I see no increse in TTFB for the html file but I do see increse in TTFB for images. Maybe your server has something that optimizes images. So that on every image request the image get’s resized, or smushed. Do you also see increse in TTFB for .css and js?
Right, sorry, I forgot you were also experiencing long TTFBs on static resources. It’s looking more and more like a hardware issue, but since it’s very irregular, your is not going to notice it. Try hosting your site elsewhere temporarily to see if it makes a difference.
It could also be an apache configuration issue if your are running out of clients to handle the requests. If you are running prefork MPM then each connection ties up one of your clients for the life of the connection, even if it is just sitting around (which is a problem with keep-alive).
Some of the other MPM’s are more sane but depending on how you have php integrated may not work. These days I usually run nginx or varnish in front of Apache (on the same box) if I absolutely HAVE to run Apache.
You have a very slow server and Word Press is a very inefficient page generator.
I checked your server to server transmission time and it is a very slow at 30-40 KBytes/sec.
If you are on a shared server large variations are normal. Especially during busy times of the day like early evening. You may get more consistent results at 3:00am. It’s not just the server speed. It can be the Service Provides infrastructure. Too much traffic on the local network.
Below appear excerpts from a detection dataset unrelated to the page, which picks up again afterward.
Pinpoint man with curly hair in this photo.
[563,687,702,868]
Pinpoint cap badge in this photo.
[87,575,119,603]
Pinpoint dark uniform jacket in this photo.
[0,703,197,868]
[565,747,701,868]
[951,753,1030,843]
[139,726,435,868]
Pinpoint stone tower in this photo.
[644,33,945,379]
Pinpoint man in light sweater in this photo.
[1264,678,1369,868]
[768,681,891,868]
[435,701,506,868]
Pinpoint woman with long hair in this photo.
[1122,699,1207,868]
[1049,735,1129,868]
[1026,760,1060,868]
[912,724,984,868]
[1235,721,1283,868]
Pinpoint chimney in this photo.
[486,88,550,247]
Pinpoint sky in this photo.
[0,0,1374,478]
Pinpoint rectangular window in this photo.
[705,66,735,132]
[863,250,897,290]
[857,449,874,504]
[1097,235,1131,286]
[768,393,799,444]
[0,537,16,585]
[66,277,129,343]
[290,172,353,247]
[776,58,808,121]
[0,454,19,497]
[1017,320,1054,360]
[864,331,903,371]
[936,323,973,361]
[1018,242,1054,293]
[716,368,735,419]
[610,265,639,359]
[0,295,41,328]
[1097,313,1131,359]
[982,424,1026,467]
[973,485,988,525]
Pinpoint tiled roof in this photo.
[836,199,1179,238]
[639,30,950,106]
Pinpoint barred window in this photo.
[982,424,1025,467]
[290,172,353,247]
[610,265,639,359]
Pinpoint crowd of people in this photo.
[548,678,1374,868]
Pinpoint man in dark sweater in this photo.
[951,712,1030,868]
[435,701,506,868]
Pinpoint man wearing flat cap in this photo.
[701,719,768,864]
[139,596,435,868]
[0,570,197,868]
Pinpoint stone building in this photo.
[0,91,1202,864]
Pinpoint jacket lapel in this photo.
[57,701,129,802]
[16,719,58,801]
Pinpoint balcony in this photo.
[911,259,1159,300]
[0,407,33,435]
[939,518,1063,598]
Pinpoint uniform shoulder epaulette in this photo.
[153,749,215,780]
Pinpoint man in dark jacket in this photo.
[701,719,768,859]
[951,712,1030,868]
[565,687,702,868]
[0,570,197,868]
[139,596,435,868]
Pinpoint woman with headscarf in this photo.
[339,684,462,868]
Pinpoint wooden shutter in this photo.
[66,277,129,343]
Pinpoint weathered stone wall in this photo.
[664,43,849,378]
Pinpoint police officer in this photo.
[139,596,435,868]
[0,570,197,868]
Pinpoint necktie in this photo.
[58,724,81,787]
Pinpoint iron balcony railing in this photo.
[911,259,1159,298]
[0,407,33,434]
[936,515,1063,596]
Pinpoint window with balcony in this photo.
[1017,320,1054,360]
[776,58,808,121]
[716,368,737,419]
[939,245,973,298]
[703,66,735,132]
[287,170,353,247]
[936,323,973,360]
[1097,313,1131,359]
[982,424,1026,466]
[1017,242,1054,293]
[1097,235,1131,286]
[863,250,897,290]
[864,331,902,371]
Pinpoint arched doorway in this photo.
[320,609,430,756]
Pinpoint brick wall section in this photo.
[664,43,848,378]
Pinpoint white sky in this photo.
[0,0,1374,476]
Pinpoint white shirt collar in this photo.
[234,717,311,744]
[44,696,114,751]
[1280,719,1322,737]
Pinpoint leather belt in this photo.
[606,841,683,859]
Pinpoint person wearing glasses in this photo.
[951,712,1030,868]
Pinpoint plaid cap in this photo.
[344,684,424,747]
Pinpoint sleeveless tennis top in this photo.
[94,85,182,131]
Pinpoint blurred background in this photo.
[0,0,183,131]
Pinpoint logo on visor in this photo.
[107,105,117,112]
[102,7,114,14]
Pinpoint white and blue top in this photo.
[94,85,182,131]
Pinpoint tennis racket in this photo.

Your DNS resolution is very fast so that’s not an issue.
Your HTML (Request #1) is very fast for a Word Press page. I have to assume the CPU has plenty of capacity. And your caching plug-in is working well at that point in time. Word Press is not the issue and a CPU processing bottleneck is unlikely.
Now I see the problem.
Where it becomes evident that it is a data server issue is when you look at request #24 & #25 on your results in your first post. I presume there was something going on with the server at that point in time. Request #24 has a 1.8 sec. TTFB which on an image file is an abominably. It is either the CPU is is highly being over utilized by another process or more likely the data bus from the Hard Drive is blocked. The connection time is 39mS and followed by the 1.8 sec wait. Only those two images have long TTFB issues. It is not file size dependent either. Request #25 is a 300 Byte file with a 925mS TTFB. So there must have been something going on on the server at that point in time and similarly to a lesser degree around the time of request #7 with a 727mS TTFB. Most request have typically a 70 mS TTFB.
My best guess, without knowing how many sites are hosted on the server and if there is a local drive or if it’s using Network Attached Storage, that there is an intermittent data access issue. All indicators point to a data access delay. I just do not know the cause.